As recently as 2001, historian Roger Ekirch published a paper, compiled from 16 years of research, giving historical evidence that humans used to sleep in two distinct sections. In BBC News, Stephanie Hegarty quotes Ekirch as saying, "It's not just the number of references--it is the way they refer to it, as if it was common knowledge." In other words, in the past it was just assumed that everyone did it that way.
Hegarty writes: "During this waking period people were quite active. They often got up, went to the toilet or smoked tobacco and some even visited neighbors. Most people stayed in bed, read, wrote and often prayed. Countless prayer manuals from the late 15th Century offered special prayers for the hours in between sleeps.

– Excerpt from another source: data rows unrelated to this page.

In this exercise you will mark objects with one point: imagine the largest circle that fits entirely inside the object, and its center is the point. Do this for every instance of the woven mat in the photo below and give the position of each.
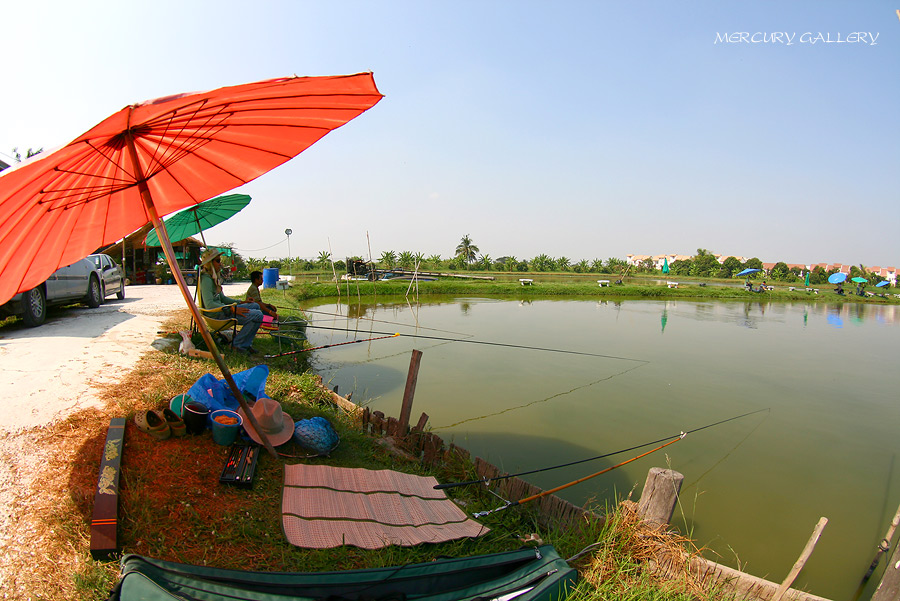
(325, 507)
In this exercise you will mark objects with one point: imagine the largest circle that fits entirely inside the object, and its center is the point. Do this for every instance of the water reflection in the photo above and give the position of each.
(827, 438)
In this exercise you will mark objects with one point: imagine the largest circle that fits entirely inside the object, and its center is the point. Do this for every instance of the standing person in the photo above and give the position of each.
(253, 295)
(248, 315)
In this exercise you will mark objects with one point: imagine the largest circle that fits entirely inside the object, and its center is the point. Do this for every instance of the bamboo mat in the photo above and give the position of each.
(324, 507)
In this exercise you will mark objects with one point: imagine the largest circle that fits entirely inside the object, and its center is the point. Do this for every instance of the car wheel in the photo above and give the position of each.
(95, 293)
(35, 307)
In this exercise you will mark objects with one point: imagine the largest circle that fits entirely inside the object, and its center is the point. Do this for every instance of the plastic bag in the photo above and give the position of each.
(316, 434)
(216, 394)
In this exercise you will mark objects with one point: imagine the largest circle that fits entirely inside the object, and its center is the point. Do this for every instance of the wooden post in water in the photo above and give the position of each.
(410, 391)
(801, 561)
(660, 495)
(889, 587)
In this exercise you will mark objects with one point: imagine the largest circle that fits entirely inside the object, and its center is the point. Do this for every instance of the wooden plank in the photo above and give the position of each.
(104, 522)
(889, 587)
(410, 391)
(801, 561)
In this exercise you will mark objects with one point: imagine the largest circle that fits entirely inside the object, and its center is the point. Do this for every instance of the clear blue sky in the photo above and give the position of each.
(580, 129)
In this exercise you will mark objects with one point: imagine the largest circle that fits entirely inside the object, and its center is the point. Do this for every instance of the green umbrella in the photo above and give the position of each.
(203, 216)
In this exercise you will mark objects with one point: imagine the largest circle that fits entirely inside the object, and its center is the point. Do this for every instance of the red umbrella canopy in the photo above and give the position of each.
(61, 206)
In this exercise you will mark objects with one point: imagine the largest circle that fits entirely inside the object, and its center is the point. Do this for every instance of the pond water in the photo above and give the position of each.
(615, 374)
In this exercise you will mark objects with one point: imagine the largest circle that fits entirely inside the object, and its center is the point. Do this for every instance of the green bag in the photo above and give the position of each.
(528, 575)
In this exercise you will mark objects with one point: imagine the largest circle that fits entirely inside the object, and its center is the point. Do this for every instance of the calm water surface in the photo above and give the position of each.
(754, 488)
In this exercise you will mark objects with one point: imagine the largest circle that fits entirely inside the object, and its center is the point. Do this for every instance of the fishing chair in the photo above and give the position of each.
(216, 325)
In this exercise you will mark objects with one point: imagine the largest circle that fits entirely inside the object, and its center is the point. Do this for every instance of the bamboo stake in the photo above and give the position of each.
(801, 561)
(884, 545)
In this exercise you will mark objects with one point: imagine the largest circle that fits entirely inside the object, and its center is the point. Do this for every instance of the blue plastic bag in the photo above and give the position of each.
(216, 394)
(316, 434)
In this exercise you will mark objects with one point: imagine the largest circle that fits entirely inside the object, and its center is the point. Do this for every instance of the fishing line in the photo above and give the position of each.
(315, 348)
(549, 398)
(391, 323)
(634, 448)
(503, 344)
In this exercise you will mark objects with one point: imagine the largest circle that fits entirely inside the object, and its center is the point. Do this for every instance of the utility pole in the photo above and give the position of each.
(288, 233)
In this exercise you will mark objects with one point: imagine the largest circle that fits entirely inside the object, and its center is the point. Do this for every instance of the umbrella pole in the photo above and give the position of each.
(182, 285)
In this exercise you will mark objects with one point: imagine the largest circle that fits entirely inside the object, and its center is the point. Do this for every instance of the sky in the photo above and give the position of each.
(584, 129)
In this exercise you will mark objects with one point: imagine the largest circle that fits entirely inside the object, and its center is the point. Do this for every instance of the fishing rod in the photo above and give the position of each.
(316, 348)
(504, 344)
(481, 514)
(634, 448)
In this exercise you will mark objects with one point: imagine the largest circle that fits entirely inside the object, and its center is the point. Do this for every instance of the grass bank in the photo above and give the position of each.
(173, 508)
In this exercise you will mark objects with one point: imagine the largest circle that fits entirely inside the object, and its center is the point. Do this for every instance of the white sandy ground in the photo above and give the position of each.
(48, 372)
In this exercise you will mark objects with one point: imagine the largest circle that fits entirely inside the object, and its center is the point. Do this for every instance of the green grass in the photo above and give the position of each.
(172, 506)
(582, 286)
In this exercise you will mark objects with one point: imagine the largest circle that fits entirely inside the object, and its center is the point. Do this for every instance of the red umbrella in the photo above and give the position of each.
(155, 158)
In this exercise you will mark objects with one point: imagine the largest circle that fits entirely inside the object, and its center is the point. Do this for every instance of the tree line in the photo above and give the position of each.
(467, 256)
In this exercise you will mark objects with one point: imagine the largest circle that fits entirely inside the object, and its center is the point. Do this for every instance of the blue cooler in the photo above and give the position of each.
(270, 276)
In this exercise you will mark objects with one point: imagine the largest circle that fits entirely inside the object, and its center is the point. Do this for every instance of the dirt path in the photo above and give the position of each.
(49, 372)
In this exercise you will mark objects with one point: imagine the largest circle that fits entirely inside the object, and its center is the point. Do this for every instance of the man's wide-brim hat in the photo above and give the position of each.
(277, 425)
(210, 255)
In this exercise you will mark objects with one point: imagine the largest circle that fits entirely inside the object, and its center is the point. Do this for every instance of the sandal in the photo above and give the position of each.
(175, 423)
(152, 424)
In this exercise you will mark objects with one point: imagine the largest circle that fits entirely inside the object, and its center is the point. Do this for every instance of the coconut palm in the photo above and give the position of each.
(466, 250)
(388, 258)
(542, 262)
(406, 260)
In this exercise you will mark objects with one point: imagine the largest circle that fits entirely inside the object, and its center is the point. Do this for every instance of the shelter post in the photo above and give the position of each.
(410, 391)
(182, 285)
(660, 495)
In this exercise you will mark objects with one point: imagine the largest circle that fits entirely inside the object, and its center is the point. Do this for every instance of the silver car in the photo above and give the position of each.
(87, 280)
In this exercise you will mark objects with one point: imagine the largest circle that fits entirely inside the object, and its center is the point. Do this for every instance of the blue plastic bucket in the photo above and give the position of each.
(270, 276)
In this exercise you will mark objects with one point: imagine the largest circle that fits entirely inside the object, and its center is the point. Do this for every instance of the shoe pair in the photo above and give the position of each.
(160, 423)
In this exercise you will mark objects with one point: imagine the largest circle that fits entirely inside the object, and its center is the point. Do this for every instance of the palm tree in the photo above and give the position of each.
(388, 258)
(542, 262)
(406, 260)
(466, 250)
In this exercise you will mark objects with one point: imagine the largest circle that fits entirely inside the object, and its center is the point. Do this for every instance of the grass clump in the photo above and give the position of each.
(172, 506)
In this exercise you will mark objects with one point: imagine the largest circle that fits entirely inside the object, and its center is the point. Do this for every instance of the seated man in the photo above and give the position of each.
(253, 296)
(248, 315)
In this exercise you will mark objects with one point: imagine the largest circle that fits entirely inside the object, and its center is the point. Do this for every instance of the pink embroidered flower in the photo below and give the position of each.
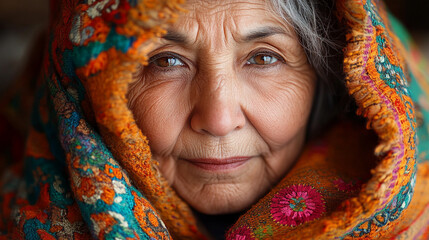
(242, 233)
(297, 204)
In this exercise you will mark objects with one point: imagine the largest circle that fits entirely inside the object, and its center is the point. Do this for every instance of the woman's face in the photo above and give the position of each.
(224, 103)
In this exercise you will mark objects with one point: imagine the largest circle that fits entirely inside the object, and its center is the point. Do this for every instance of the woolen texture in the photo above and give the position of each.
(87, 169)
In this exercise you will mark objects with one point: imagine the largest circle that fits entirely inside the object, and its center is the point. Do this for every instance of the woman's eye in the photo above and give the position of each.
(167, 61)
(262, 59)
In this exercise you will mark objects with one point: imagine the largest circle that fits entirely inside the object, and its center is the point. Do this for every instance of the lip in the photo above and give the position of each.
(219, 164)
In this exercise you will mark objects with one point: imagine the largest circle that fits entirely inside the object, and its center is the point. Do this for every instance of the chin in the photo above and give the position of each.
(223, 199)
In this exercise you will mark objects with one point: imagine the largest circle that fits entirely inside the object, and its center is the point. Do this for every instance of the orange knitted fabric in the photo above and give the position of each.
(88, 171)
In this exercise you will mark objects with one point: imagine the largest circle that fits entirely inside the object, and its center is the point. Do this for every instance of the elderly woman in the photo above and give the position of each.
(248, 119)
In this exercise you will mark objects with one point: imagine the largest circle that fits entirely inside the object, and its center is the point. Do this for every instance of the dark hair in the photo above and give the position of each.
(323, 39)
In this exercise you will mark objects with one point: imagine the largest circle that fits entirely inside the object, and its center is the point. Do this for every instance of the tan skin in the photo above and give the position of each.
(224, 102)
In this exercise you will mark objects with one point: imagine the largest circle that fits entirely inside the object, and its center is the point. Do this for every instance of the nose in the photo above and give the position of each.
(217, 110)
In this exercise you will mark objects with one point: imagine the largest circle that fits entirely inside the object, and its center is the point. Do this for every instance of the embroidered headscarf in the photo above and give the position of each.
(88, 171)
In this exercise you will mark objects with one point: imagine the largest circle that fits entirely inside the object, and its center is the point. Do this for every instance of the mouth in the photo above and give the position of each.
(218, 164)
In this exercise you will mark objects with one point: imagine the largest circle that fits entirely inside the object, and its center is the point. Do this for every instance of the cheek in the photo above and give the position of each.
(160, 111)
(279, 110)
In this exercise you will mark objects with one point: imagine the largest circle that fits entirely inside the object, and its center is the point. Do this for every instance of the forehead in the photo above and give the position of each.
(229, 17)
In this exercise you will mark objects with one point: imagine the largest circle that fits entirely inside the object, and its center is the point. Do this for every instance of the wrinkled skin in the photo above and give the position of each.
(225, 102)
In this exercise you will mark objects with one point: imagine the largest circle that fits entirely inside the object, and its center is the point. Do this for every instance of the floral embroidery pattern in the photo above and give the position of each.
(297, 204)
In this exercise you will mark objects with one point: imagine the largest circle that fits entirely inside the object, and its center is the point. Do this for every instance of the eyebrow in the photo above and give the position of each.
(176, 37)
(263, 32)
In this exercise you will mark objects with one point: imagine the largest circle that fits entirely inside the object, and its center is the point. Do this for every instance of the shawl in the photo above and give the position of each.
(85, 168)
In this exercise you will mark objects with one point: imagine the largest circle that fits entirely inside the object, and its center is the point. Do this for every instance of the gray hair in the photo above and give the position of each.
(323, 39)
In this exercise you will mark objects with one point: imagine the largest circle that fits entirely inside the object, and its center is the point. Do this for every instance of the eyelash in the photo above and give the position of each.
(249, 61)
(271, 54)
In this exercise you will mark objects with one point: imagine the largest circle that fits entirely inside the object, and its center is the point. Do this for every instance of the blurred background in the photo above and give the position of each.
(22, 20)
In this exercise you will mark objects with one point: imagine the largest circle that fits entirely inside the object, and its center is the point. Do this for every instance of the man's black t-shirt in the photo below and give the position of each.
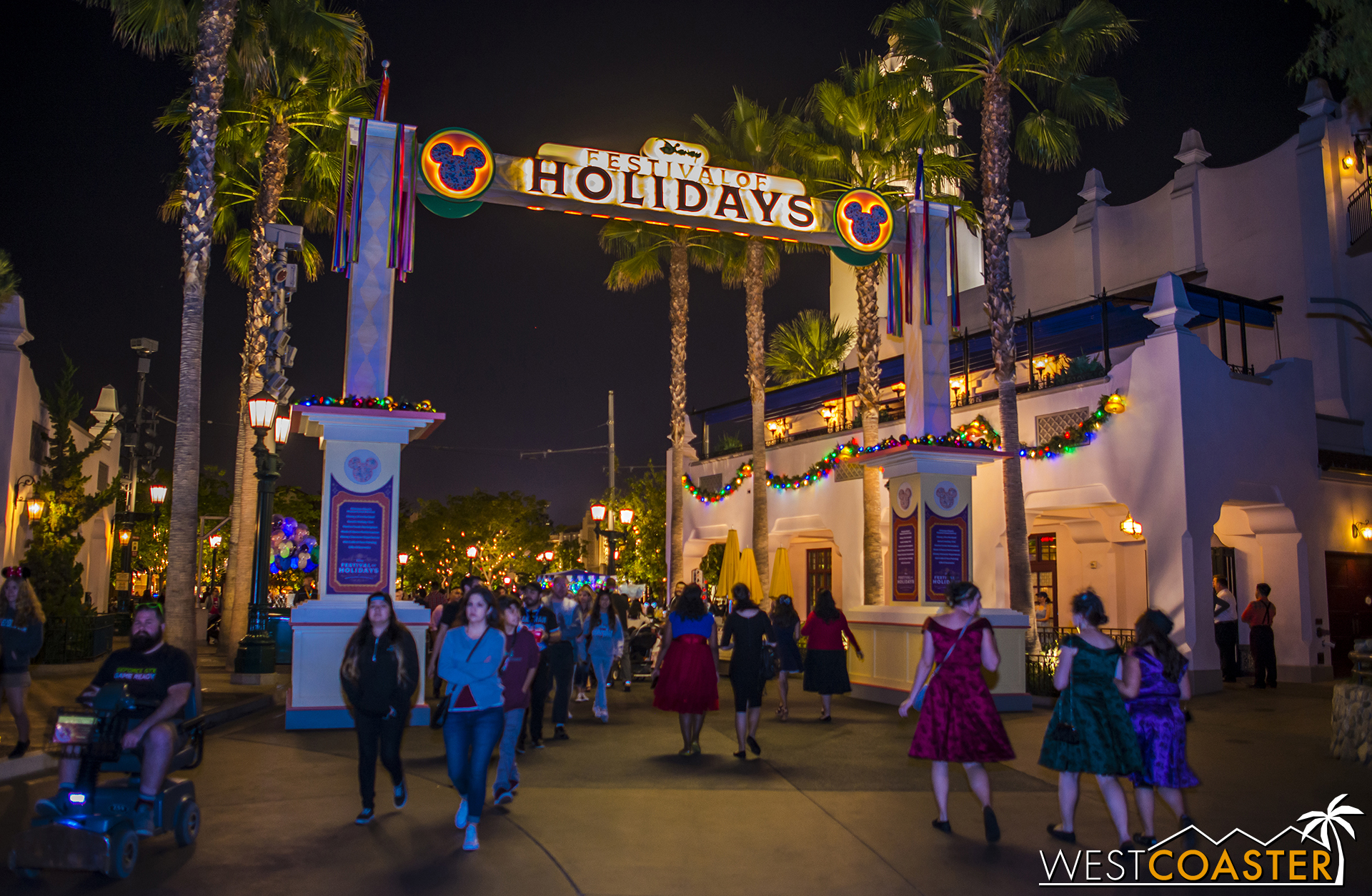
(149, 675)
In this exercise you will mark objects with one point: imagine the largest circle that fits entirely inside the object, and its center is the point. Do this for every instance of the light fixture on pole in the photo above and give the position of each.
(256, 657)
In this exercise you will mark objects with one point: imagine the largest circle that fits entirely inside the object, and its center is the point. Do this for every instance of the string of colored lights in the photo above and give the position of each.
(975, 434)
(368, 402)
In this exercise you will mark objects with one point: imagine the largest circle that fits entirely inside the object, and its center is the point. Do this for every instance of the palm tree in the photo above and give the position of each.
(984, 54)
(863, 129)
(810, 346)
(641, 250)
(754, 139)
(169, 26)
(1326, 821)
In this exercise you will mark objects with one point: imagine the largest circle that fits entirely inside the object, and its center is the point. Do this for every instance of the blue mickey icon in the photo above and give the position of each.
(866, 224)
(457, 172)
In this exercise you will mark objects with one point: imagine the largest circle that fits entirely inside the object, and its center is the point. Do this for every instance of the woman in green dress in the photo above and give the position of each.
(1090, 729)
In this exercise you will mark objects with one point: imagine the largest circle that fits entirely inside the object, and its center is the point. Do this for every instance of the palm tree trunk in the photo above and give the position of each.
(254, 352)
(1000, 310)
(869, 386)
(216, 31)
(757, 393)
(680, 286)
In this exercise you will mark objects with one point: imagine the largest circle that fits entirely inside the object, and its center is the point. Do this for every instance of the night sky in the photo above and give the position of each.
(505, 323)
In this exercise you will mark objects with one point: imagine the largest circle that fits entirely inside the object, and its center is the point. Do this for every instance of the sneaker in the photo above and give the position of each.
(143, 820)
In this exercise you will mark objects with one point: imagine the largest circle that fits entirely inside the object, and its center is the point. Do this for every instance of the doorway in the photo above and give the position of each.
(820, 575)
(1043, 571)
(1349, 579)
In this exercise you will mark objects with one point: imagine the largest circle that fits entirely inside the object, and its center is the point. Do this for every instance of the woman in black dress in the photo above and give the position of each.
(745, 629)
(787, 626)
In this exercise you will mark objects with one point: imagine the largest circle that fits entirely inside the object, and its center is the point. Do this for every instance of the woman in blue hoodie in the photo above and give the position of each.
(380, 672)
(21, 638)
(471, 664)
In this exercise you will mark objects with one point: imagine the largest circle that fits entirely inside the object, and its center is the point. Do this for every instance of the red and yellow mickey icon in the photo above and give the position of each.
(457, 164)
(863, 219)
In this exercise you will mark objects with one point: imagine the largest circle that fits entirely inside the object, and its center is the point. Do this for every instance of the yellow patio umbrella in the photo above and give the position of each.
(781, 575)
(748, 575)
(729, 571)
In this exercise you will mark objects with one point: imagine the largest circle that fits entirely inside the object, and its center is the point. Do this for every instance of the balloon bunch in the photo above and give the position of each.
(292, 547)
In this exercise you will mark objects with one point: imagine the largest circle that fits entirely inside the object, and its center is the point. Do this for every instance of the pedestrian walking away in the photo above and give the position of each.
(1090, 729)
(21, 638)
(1154, 685)
(745, 629)
(1227, 629)
(471, 664)
(517, 672)
(686, 672)
(787, 630)
(602, 638)
(826, 657)
(958, 718)
(542, 622)
(1258, 615)
(380, 672)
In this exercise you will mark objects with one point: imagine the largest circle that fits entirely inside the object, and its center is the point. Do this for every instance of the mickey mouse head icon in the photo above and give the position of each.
(866, 225)
(457, 172)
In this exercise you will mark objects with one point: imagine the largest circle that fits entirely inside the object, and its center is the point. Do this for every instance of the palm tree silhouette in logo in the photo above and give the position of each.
(1326, 821)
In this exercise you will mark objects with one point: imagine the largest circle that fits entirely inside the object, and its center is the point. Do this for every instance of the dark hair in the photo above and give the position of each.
(484, 593)
(784, 611)
(362, 638)
(689, 605)
(742, 597)
(1151, 632)
(825, 607)
(1087, 604)
(960, 593)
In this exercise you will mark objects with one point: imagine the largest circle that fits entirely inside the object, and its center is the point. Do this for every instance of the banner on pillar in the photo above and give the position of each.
(945, 551)
(360, 535)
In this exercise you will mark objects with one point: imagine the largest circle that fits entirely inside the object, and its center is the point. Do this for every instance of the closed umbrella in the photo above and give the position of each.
(781, 575)
(748, 575)
(729, 571)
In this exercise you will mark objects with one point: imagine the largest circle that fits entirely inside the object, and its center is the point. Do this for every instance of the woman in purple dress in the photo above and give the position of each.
(960, 721)
(1154, 684)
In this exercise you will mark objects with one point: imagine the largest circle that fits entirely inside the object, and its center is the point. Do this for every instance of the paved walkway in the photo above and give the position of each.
(835, 809)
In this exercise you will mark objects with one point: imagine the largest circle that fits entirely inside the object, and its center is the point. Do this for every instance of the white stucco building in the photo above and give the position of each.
(1242, 450)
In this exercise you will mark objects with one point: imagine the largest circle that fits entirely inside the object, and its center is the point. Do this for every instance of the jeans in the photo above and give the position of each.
(469, 739)
(1264, 651)
(377, 735)
(601, 663)
(507, 773)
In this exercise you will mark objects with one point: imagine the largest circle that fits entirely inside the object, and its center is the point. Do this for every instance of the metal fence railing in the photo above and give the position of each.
(76, 639)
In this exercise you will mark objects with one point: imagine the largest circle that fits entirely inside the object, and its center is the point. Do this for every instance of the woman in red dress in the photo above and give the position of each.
(686, 675)
(960, 721)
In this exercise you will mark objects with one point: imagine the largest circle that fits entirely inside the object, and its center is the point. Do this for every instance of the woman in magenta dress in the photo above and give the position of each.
(960, 721)
(686, 675)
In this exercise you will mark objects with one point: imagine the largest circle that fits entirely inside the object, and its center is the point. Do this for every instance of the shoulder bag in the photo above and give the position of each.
(920, 695)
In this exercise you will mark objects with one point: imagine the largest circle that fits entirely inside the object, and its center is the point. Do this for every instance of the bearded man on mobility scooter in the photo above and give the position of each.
(143, 722)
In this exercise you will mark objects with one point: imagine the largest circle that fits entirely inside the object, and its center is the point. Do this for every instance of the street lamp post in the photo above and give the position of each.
(257, 651)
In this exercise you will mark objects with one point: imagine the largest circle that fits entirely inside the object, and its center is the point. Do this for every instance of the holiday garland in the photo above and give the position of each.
(976, 434)
(368, 402)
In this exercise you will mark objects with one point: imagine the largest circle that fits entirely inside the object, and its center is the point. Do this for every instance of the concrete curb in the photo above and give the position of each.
(41, 763)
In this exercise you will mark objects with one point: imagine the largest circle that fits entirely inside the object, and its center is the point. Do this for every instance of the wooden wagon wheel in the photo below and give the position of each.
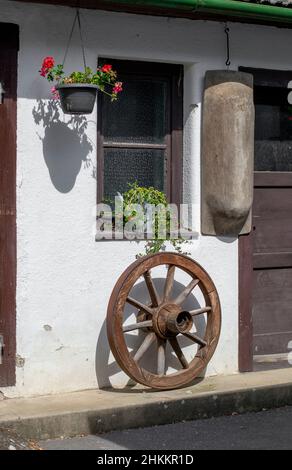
(162, 320)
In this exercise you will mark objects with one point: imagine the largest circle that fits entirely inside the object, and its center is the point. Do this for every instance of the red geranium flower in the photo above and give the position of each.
(48, 63)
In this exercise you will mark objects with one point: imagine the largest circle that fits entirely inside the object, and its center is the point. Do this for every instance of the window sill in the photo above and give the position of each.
(119, 236)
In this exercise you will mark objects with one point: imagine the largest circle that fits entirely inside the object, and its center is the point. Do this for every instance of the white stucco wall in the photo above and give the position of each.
(64, 276)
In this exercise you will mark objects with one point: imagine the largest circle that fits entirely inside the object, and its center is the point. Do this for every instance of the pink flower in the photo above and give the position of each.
(106, 68)
(48, 63)
(55, 93)
(118, 87)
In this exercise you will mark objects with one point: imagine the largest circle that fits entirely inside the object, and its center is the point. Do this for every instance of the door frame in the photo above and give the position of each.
(268, 77)
(9, 43)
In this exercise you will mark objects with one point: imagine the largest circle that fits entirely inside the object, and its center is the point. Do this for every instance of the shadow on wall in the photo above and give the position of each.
(105, 370)
(65, 144)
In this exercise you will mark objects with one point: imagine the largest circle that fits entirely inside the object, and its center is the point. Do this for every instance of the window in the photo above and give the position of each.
(140, 135)
(273, 120)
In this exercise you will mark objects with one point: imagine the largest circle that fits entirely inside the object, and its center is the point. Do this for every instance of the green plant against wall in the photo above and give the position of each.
(164, 217)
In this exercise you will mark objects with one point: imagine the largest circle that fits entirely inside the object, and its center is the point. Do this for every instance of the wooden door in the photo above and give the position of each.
(266, 254)
(8, 89)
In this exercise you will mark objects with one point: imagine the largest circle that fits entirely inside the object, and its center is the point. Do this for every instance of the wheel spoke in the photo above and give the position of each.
(169, 282)
(139, 305)
(180, 355)
(186, 292)
(161, 356)
(136, 326)
(195, 339)
(199, 311)
(151, 289)
(144, 346)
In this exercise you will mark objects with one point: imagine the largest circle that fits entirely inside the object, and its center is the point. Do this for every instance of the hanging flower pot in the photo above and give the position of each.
(77, 98)
(77, 91)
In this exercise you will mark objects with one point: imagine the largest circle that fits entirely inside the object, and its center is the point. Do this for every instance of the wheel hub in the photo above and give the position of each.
(170, 320)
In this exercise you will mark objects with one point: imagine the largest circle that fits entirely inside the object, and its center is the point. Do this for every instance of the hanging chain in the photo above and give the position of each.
(76, 18)
(228, 62)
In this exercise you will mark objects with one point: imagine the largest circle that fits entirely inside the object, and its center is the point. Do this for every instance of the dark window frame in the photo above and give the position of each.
(174, 137)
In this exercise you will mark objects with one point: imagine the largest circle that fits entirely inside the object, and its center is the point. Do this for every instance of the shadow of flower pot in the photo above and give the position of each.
(65, 144)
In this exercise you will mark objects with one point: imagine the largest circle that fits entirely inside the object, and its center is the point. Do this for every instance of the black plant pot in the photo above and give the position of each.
(77, 98)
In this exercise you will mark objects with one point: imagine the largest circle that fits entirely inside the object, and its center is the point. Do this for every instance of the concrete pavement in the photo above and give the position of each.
(100, 411)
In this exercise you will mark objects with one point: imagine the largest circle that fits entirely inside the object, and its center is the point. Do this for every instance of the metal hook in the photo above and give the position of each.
(227, 31)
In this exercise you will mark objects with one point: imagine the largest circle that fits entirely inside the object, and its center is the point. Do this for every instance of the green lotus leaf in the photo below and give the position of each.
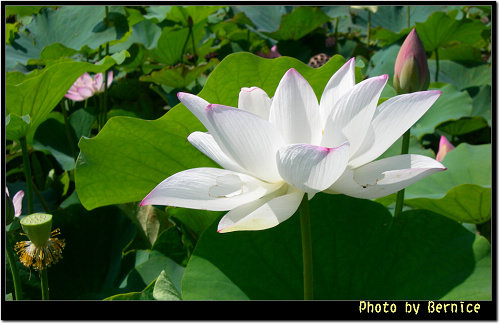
(359, 253)
(37, 94)
(129, 157)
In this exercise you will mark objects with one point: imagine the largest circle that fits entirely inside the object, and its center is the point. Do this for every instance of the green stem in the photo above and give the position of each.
(185, 43)
(437, 64)
(68, 130)
(13, 268)
(408, 15)
(400, 198)
(44, 281)
(192, 40)
(105, 105)
(40, 198)
(336, 35)
(368, 27)
(27, 173)
(305, 226)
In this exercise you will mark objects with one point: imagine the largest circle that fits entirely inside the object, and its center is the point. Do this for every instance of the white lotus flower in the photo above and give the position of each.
(274, 150)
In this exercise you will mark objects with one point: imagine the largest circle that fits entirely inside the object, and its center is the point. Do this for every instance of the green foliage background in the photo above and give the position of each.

"A doctor's manual from 16th Century France even advised couples that the best time to conceive was not at the end of a long day's labor but 'after the first sleep,' when 'they have more enjoyment' and 'do it better.'" This makes sense for modern doctors, who have learned that a man's testosterone tends to peak at around 4 a.m.
Hegarty quotes psychologist Gregg Jacobs as saying, "For most of evolution we slept a certain way. Waking up during the night is part of normal human physiology."
Jacobs thinks that the idea that we must sleep in a single block of 8 hour time could even be damaging, if it makes people who wake up at night anxious, since this anxiety can cause insomnia.